Shortly after sunrise, Mehen stared at the edge of a vast forest, and wished the breath that stirred in the corners of his lungs were made of fire not lightning. Miles and miles of karshoji trees between me and Farideh, he thought, tapping his tongue nervously. He would burn them all to cinders if he had the chance. “Are you all right, goodman?” Mehen looked down at the little Tuigan Harper, Khochen, and bared the edge of his teeth. No laying waste to forests with Harpers on his heels. Khochen and Vescaras flanked him as they neared the High Forest, while another flock of them purportedly waited in the damnable wood.
“I’m fine,” he said.
Khochen smiled at him and kept her pace. “They say dragonborn are tricky to read. But you could be a faceless thaluud and I’d still say that was a bald lie.”
“It was,” Mehen agreed, turning his eyes back to the forest. When Brin’s sending had come, with an apologetic admission that he could not convince Havilar to give up her quest and come home, that Lorcan was still there, that they were still headed north . . . well, Mehen hoped his response made Brin wish he’d turned the lightning breath on him instead.
“You’re still upset about that scrap I found aren’t you?” Khochen said.
“Khochen,” Vescaras warned. To Mehen he said, “You needn’t worry. We’ll find her.”
Mehen would find Farideh. And Havilar. And Brin. Then he would lock the three of them in their rooms until . . .
Mehen blew out an agitated breath. There were no rooms to lock them in. There was no sense in doing it. They were grown, all of them—and Brin, for all the boy had been like family, was not. Was in fact Mehen’s patron at this point and a lord of Cormyr. If Mehen so much as raised a hand to him, there’d be payment in kind, whether Brin liked it or not.

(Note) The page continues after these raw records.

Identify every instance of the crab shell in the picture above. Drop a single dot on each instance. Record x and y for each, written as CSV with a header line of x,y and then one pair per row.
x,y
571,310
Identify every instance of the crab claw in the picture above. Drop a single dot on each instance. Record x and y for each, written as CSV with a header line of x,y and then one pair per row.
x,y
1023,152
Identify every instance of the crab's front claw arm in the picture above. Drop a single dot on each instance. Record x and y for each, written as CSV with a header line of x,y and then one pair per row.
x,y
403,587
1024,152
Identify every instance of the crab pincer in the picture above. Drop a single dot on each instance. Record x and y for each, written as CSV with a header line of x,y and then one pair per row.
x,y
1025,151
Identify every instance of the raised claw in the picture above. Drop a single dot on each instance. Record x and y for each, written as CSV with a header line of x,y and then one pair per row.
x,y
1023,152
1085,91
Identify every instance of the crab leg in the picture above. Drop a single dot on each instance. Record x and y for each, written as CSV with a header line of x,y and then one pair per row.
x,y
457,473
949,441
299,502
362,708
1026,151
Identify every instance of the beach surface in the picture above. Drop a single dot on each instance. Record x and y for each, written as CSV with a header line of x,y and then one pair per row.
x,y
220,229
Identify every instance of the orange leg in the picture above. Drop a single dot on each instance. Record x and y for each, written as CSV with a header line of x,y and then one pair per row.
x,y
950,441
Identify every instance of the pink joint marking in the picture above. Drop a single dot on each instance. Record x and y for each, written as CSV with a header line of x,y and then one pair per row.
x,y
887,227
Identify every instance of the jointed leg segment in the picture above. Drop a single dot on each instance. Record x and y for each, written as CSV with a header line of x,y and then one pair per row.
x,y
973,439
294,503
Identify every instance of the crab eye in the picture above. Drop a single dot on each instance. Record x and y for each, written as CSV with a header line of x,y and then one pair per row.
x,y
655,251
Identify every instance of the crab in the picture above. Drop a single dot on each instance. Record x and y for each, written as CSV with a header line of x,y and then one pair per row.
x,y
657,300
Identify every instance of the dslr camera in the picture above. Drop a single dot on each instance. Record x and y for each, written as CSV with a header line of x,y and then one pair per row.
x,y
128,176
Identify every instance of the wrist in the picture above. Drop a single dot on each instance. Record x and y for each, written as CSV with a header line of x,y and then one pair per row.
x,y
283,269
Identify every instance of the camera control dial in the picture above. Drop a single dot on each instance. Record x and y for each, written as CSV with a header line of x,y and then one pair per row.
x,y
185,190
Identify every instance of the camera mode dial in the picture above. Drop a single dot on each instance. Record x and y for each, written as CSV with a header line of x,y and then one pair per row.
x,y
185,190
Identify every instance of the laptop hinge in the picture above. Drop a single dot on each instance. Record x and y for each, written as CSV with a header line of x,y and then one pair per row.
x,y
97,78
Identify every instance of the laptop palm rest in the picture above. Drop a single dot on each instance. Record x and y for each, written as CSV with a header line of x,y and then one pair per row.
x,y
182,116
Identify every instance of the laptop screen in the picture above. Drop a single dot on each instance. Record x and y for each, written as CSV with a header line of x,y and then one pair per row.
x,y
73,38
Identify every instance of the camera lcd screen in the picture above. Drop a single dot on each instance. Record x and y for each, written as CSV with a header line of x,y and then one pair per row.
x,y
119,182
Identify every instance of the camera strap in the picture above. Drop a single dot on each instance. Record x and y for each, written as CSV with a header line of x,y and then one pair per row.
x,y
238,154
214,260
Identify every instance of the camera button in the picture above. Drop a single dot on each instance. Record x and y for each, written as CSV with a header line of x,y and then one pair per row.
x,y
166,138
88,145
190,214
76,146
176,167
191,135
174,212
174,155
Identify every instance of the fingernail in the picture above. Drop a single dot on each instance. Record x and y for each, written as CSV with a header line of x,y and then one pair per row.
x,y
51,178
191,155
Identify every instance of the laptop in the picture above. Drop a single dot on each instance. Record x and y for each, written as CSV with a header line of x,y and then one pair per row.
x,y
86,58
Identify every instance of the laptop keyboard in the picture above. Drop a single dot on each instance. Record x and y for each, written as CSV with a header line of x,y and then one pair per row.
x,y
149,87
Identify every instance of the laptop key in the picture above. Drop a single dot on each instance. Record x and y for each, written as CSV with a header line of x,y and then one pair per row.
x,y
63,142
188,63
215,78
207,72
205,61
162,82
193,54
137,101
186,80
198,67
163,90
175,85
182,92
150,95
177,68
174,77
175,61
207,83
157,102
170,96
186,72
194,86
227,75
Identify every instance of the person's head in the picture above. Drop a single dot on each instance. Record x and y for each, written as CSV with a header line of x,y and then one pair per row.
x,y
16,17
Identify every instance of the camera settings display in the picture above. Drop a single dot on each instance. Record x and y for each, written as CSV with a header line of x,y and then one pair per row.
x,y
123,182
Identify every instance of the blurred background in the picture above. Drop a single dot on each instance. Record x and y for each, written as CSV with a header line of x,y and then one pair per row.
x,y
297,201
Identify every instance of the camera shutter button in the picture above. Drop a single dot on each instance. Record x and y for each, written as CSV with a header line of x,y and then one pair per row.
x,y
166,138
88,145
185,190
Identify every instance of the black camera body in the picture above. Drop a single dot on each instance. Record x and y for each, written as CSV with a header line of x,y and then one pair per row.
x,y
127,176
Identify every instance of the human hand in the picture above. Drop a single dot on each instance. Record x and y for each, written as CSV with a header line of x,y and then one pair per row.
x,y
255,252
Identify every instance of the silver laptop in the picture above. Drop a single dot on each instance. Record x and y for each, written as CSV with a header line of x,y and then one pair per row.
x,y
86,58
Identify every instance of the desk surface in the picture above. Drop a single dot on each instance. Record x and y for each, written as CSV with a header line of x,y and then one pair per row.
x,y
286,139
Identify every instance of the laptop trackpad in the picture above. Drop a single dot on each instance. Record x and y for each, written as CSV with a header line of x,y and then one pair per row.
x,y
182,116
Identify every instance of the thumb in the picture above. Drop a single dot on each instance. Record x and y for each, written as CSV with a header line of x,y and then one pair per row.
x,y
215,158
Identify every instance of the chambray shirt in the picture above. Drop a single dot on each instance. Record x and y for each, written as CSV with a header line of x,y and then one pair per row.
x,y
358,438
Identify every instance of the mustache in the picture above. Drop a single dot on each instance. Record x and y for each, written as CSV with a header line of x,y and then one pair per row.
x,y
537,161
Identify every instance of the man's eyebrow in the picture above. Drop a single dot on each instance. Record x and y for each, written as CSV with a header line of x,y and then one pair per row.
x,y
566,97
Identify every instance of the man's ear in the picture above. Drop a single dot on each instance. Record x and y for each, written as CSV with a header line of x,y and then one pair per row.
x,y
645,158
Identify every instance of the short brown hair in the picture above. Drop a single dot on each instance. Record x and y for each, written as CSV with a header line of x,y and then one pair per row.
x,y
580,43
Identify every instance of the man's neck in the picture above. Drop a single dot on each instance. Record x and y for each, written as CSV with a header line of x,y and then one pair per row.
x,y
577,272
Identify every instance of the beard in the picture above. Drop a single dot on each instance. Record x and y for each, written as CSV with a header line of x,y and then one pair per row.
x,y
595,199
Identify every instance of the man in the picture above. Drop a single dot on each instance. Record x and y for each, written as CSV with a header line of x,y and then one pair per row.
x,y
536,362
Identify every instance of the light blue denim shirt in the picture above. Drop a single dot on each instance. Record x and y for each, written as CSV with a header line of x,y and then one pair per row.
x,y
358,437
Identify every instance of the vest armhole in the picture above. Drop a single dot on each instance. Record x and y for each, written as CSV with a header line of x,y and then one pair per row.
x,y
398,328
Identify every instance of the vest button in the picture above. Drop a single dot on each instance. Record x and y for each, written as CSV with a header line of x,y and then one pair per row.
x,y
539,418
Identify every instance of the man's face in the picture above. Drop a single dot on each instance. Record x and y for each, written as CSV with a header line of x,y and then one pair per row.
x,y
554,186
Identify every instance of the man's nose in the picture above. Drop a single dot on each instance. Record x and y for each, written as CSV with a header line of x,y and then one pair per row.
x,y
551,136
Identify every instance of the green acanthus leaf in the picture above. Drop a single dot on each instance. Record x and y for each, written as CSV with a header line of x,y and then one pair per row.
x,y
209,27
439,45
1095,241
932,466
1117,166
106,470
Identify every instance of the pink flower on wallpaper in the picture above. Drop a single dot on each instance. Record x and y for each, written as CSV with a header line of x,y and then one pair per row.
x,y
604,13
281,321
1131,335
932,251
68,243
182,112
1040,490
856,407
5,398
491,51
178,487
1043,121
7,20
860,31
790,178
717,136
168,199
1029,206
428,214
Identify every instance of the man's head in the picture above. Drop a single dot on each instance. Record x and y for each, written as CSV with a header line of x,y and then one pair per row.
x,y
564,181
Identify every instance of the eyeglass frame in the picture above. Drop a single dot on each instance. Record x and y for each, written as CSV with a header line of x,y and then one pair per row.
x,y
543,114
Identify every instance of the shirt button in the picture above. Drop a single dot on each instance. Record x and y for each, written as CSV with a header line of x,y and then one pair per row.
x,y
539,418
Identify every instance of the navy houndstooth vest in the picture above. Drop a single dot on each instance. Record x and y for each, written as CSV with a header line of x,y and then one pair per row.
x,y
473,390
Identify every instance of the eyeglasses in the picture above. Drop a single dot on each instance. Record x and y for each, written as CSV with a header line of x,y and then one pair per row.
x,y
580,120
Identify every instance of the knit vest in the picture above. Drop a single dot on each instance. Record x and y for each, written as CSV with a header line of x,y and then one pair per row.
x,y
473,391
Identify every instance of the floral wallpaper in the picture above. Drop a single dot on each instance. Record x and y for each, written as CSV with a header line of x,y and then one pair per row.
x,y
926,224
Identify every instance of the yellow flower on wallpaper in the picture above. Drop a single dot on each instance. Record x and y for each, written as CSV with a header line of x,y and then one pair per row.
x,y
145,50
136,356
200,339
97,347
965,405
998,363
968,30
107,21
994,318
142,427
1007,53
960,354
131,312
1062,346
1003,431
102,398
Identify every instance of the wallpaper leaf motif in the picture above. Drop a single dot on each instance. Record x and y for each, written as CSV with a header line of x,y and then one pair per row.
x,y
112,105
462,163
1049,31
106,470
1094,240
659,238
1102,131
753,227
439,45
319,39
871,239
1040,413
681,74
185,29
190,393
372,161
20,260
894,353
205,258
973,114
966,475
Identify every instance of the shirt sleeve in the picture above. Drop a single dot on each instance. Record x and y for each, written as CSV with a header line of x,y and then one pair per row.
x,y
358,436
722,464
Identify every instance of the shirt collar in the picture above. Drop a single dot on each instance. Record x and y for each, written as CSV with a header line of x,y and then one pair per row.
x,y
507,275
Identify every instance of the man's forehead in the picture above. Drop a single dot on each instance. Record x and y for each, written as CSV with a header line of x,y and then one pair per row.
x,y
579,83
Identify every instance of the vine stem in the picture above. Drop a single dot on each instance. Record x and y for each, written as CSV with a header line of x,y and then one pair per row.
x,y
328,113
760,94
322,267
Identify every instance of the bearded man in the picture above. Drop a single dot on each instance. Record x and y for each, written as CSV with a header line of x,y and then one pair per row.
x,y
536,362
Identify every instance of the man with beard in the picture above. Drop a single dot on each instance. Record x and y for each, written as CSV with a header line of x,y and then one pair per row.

Still the need to do something—anything!—ate at him like rust at old armor. He’d felt as though he’d been sitting still for seven and a half long years. When Dahl’s voice had broken the tense silence of a palace hallway, two little words—they’re alive—had dissolved all that stillness and left him free falling, unsure of what to catch hold of. He’d stuffed that urge down, moved carefully.